I went left at the main hallway, charged another thirty yards and leaned into a hard right at A Wing. I burned twenty seconds in my room gathering down coveralls, down coat, duffel bag and boots. The front door was a no-go by then. The Randolph-Lightner crew bus had surely pulled out. I ran down to the far end of A Wing, butted the door open and stepped outside. An immensely cold, bitter wind raked snow off the ground. The chill cut through my jeans and flannel shirt like they were cheesecloth.

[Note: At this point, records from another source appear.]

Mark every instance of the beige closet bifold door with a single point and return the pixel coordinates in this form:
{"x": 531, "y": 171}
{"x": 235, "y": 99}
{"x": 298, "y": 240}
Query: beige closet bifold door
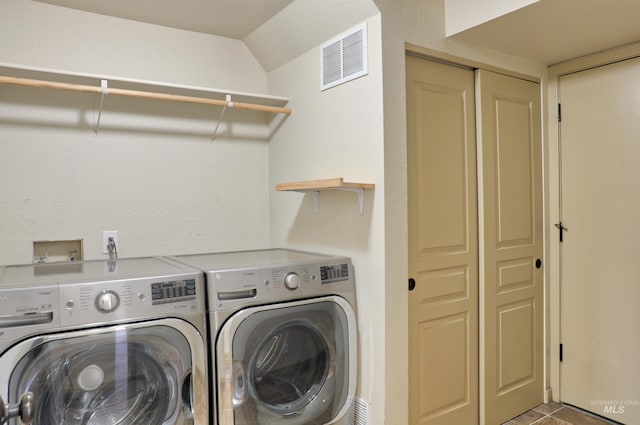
{"x": 511, "y": 245}
{"x": 443, "y": 248}
{"x": 600, "y": 316}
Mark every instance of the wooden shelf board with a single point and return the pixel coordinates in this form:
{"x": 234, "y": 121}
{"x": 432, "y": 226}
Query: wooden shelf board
{"x": 325, "y": 184}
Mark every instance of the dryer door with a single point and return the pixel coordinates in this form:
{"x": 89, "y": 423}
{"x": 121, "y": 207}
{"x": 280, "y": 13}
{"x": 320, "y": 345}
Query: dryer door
{"x": 290, "y": 363}
{"x": 119, "y": 375}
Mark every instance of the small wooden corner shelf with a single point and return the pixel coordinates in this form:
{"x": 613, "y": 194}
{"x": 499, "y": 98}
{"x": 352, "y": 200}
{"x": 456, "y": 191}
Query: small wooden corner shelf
{"x": 315, "y": 186}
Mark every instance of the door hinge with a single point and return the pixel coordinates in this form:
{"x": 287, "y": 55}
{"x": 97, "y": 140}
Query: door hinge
{"x": 559, "y": 112}
{"x": 561, "y": 229}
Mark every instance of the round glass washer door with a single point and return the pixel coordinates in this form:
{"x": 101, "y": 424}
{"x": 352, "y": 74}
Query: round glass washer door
{"x": 124, "y": 377}
{"x": 290, "y": 363}
{"x": 289, "y": 366}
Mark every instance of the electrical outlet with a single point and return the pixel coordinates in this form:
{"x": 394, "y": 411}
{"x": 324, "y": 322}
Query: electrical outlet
{"x": 106, "y": 234}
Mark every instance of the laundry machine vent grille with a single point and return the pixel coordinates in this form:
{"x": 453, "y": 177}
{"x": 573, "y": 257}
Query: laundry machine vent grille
{"x": 359, "y": 412}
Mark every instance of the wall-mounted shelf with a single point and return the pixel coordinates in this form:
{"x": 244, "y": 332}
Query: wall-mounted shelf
{"x": 103, "y": 86}
{"x": 316, "y": 186}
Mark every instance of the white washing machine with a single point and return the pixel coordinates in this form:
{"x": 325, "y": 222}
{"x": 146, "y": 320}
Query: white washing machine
{"x": 282, "y": 336}
{"x": 103, "y": 342}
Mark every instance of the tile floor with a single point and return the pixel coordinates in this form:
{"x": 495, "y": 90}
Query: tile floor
{"x": 556, "y": 414}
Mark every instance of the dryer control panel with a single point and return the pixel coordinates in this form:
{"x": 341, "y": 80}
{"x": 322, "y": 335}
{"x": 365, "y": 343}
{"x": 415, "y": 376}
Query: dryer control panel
{"x": 240, "y": 287}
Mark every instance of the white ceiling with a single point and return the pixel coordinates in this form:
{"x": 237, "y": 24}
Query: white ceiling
{"x": 552, "y": 31}
{"x": 227, "y": 18}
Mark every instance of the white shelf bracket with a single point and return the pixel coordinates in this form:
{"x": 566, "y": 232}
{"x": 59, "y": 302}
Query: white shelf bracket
{"x": 316, "y": 200}
{"x": 360, "y": 193}
{"x": 105, "y": 91}
{"x": 224, "y": 109}
{"x": 357, "y": 191}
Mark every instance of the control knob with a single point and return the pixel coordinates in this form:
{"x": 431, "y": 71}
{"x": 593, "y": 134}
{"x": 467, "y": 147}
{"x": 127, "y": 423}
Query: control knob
{"x": 107, "y": 301}
{"x": 292, "y": 281}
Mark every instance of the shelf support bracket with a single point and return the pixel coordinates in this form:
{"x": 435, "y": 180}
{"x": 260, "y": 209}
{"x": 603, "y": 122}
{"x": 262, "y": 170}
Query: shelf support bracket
{"x": 104, "y": 91}
{"x": 316, "y": 200}
{"x": 357, "y": 191}
{"x": 224, "y": 109}
{"x": 360, "y": 193}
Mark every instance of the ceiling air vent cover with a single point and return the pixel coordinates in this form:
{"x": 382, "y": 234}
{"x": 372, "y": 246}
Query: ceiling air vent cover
{"x": 344, "y": 58}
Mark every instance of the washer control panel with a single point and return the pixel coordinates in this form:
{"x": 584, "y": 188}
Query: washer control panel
{"x": 96, "y": 302}
{"x": 173, "y": 291}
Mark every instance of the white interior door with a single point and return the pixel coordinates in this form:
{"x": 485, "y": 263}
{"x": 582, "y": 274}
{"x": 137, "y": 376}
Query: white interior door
{"x": 600, "y": 149}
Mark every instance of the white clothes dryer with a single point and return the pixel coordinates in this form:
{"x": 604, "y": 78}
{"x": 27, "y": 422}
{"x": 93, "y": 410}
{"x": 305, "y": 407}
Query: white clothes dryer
{"x": 282, "y": 336}
{"x": 104, "y": 342}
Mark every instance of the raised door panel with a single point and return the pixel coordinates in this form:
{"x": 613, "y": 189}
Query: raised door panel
{"x": 443, "y": 255}
{"x": 511, "y": 278}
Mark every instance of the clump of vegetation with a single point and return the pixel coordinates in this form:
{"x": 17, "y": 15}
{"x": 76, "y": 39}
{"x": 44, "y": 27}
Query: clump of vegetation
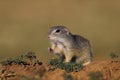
{"x": 28, "y": 58}
{"x": 96, "y": 75}
{"x": 67, "y": 77}
{"x": 113, "y": 55}
{"x": 69, "y": 67}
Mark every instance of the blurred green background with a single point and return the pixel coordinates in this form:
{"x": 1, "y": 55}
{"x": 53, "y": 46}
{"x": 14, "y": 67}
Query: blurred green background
{"x": 24, "y": 25}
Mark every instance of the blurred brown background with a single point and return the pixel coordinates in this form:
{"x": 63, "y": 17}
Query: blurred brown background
{"x": 24, "y": 25}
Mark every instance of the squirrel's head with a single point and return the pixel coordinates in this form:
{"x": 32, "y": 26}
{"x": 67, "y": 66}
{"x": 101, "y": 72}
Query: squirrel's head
{"x": 58, "y": 33}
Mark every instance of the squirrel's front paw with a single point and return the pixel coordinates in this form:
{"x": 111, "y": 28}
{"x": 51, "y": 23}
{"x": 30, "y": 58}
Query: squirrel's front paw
{"x": 50, "y": 50}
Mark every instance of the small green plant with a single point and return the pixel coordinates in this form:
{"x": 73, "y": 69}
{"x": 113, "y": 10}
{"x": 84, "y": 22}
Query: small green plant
{"x": 28, "y": 58}
{"x": 113, "y": 55}
{"x": 96, "y": 75}
{"x": 67, "y": 77}
{"x": 69, "y": 67}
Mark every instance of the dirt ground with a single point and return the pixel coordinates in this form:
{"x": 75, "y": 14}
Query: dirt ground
{"x": 100, "y": 70}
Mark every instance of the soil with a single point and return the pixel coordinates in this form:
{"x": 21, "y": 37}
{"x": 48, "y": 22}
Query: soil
{"x": 99, "y": 70}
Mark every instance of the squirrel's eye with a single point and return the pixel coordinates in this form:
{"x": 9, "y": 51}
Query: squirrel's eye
{"x": 57, "y": 31}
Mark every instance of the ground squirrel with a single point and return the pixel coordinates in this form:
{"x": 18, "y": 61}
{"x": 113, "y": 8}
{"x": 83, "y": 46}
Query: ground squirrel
{"x": 68, "y": 46}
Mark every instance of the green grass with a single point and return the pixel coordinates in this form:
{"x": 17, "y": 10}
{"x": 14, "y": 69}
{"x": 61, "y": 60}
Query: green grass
{"x": 96, "y": 75}
{"x": 28, "y": 58}
{"x": 69, "y": 67}
{"x": 67, "y": 76}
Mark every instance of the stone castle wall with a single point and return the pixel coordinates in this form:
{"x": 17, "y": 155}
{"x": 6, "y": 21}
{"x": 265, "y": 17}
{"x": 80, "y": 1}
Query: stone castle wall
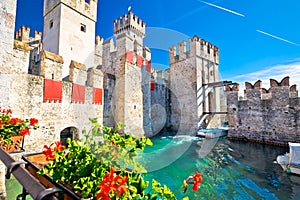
{"x": 266, "y": 116}
{"x": 191, "y": 96}
{"x": 27, "y": 97}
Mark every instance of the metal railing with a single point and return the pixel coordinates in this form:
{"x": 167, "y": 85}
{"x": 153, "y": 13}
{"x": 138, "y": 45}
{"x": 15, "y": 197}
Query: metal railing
{"x": 30, "y": 184}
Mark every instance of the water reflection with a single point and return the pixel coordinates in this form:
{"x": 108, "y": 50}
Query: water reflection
{"x": 230, "y": 169}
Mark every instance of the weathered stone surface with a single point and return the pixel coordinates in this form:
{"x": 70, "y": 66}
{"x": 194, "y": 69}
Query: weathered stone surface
{"x": 270, "y": 119}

I didn’t leave any skin behind barefooting it down the metal steps covered with nice warm ice. The bus was churning around the corner with its lights on. I waved and ran for it. The bus slowed. Cocaine flashes were surging through me and I found myself laughing at how close I was cutting it. My feet were freezing as I pounded across the parking lot, but the cold was not a concern, just thrilling, and something more to laugh at. My laughter threshold always did get perilously low behind a load of toot and I had definitely managed to forget about my passing cocaine unease.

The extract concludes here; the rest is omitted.